In this LI, the metric we primarily look at is the “employment rate” from the American Community Survey—the “Employment-to-Population Ratio,” which represents the percentage of the selected population that is currently employed among all surveyed Americans aged 16 and older.

Overall Trends

Between 2010 and 2023, female employment in Philadelphia across all sectors increased from 59.0% to 72.6% (23.1% growth), while male employment rose from 59.6% to 75.2% (26.2% growth). This implies that while the proportion of employed segments increased for both genders, a higher proportion of males were employed compared to females in 2023. More concerning is the fact that the gap between the proportion of males employed compared to females has widened from 0.6 percentage points in 2010 to 2.6 percentage points in 2023.

Philadelphia's gender employment patterns show both similarities and striking differences when compared to peer cities. While all cities achieved substantial absolute employment gains for both genders, the data reveals that Philadelphia and Pittsburgh experienced widening gender gaps, Chicago made meaningful progress in closing a large initial gap, and Detroit underwent a dramatic gender reversal. Specifically:

  • Chicago successfully narrowed its much larger gender gap from 7.1 to 5.4 percentage points during the same 13-year duration (from male 69.7% vs female 62.6% in 2010 to male 80.0% vs female 74.6% in 2023).
  • Detroit represents a complete reversal—in 2010, women had higher employment rates than men (male 43.5% vs female 47.5%), but by 2023, this had flipped to a male advantage (male 62.5% vs female 59.4%), suggesting that Detroit's economic recovery disproportionately benefited men.
  • Pittsburgh shows a pattern similar to Philadelphia, with its gender gap widening from 2.6 to 3.3 percentage points (male 68.8% vs female 66.2% in 2010 to male 77.8% vs female 74.5% in 2023).

View the full Gender-based Employment Transformation Dashboard here!

Employment for Men and Women across Cities [2010-2023]

 

 

Causes & Implications

Although Philadelphia's gender employment rates appear relatively close in 2023—with female employment at 72.6% and male employment at 75.2%—the 2.6 percentage point gap may still indicate persistent structural advantages favoring male workers.

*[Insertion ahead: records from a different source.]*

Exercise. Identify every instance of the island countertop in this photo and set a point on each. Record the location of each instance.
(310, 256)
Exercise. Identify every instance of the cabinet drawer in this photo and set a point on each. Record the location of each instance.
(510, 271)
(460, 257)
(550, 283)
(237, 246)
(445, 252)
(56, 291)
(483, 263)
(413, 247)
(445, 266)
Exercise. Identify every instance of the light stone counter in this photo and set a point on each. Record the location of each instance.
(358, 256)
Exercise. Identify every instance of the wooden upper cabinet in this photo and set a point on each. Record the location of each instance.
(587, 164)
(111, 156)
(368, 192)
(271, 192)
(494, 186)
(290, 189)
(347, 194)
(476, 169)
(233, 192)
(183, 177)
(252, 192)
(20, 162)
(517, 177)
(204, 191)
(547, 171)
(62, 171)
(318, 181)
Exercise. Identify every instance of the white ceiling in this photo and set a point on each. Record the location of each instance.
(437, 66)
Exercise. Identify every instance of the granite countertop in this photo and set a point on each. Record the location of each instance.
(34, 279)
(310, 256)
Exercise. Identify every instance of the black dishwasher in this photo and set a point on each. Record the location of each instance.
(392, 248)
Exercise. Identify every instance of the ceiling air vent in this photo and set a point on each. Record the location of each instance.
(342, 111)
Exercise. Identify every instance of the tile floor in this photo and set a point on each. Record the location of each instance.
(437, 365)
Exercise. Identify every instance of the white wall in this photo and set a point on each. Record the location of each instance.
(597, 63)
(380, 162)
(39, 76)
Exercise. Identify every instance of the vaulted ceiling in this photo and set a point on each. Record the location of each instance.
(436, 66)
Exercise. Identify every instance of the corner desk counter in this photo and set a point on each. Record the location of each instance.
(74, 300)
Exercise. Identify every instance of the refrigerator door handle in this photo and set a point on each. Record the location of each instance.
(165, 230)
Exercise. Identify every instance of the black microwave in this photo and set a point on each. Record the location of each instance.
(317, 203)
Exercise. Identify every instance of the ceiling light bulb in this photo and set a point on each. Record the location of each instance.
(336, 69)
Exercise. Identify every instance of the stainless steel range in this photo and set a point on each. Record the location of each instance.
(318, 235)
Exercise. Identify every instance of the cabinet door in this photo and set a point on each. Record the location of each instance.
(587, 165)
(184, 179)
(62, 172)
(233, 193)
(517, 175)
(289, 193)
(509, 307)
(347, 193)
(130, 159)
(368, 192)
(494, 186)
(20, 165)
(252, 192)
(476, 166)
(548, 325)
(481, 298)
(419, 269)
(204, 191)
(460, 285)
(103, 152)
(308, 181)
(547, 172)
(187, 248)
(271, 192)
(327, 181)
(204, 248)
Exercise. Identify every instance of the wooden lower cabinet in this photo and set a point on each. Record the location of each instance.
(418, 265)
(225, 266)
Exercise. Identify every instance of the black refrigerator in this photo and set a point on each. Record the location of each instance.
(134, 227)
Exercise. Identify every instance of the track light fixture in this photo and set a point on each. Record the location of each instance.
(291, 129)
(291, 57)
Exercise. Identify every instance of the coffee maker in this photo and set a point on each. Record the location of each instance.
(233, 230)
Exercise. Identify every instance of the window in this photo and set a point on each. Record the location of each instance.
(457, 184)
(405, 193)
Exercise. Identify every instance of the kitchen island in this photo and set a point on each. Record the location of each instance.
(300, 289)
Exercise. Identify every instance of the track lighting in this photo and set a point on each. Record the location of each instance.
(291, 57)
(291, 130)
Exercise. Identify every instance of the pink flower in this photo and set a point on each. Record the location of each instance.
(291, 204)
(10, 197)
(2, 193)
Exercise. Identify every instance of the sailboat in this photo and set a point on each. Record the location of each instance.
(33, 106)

  • While both genders have benefited from Philadelphia's economic expansion, male workers continue to experience advantages due to employer preferences or sector-specific hiring patterns that favor men. In contrast, women often face additional barriers, including limited workplace flexibility and caregiving responsibilities. This has been substantiated by reports such as the one by Center for American Progress, which reveals that caregiving responsibilities fall much harder on women than men, with more than 1 in 3 working-class mothers (34.6%) either out of the labor force or working part time because of childcare or family responsibilities.
  • The disparity in employment persists despite women's higher educational attainment rates nationally and their strong representation in growing sectors like healthcare and professional services. This indicates that educational advantages alone may not fully overcome labor market inequities that continue to provide marginal employment advantages to male workers. According to research from the Economic Policy Institute, while women now outpace men in educational attainment—with 40% of women completing at least a four-year college program compared to 35% of men—the gender wage gap actually widens with higher levels of education. The gap increases from 20.3% among Americans without a high school diploma to approximately 30% among those with a college degree or higher (Statista). A 2018 report by Georgetown University’s Center on Education and the Workforce further confirmed that, even when comparing men and women who have equal educational attainment and work in the same occupation, women still earn only 92 cents for every dollar earned by men.
  • Most critically, Philadelphia faces acute childcare access challenges that disproportionately impact working mothers. According to the Commonwealth of Pennsylvania and the Pennsylvania Child Care Association, the state’s childcare system supports more than 300,000 children each year across the state at a cost of $25 million during FY 2022–2023 and was increased to $31.709 million in FY 2024–2025. However, childcare centers are facing significant challenges in recruiting and retaining staff due to low wages, resulting in reduced capacity and long waitlists for families seeking care. Statewide, as of 2025, approximately 3,000 vacant childcare jobs are preventing 25,000 children from accessing the care they need, forcing many women to exit or reduce their workforce participation to provide childcare. The Pennsylvania Chamber reports that a lack of childcare options leads to an annual economic loss of nearly $3.5 billion for the state, with more than one-third of parents in Pennsylvania reporting that childcare challenges have impacted their employment. The childcare shortage may face additional pressures under the Trump administration’s proposed 2026 budget, which initially proposed eliminating Head Start funding that typically serves approximately 30,000 children statewide across 800+ centers. This uncertainty around federal childcare funding could further limit options for Philadelphia's working mothers, particularly those in low-income families who depend on subsidized care to maintain employment.

 

Conclusion

Philadelphia's employment data from 2010 to 2023 shows gains for both men and women, with employment rates surpassing those in Detroit and approaching levels seen in Chicago and Pittsburgh. However, disparities persist—the gender gap in employment widened slightly from 0.6 to 2.6 percentage points over the 13-year period. These improvements raise important questions about job quality and economic mobility: are women accessing roles that provide competitive wages and career advancement—as men have—or are they concentrated in sectors with limited job security and upward mobility? The persistence of gender employment gaps—despite women's higher educational attainment—suggests that structural workplace barriers continue to shape employment access and progression. As our previous analyses indicated, while economic expansion has benefited multiple demographic groups, structural challenges affecting women's employment quality and equity remain.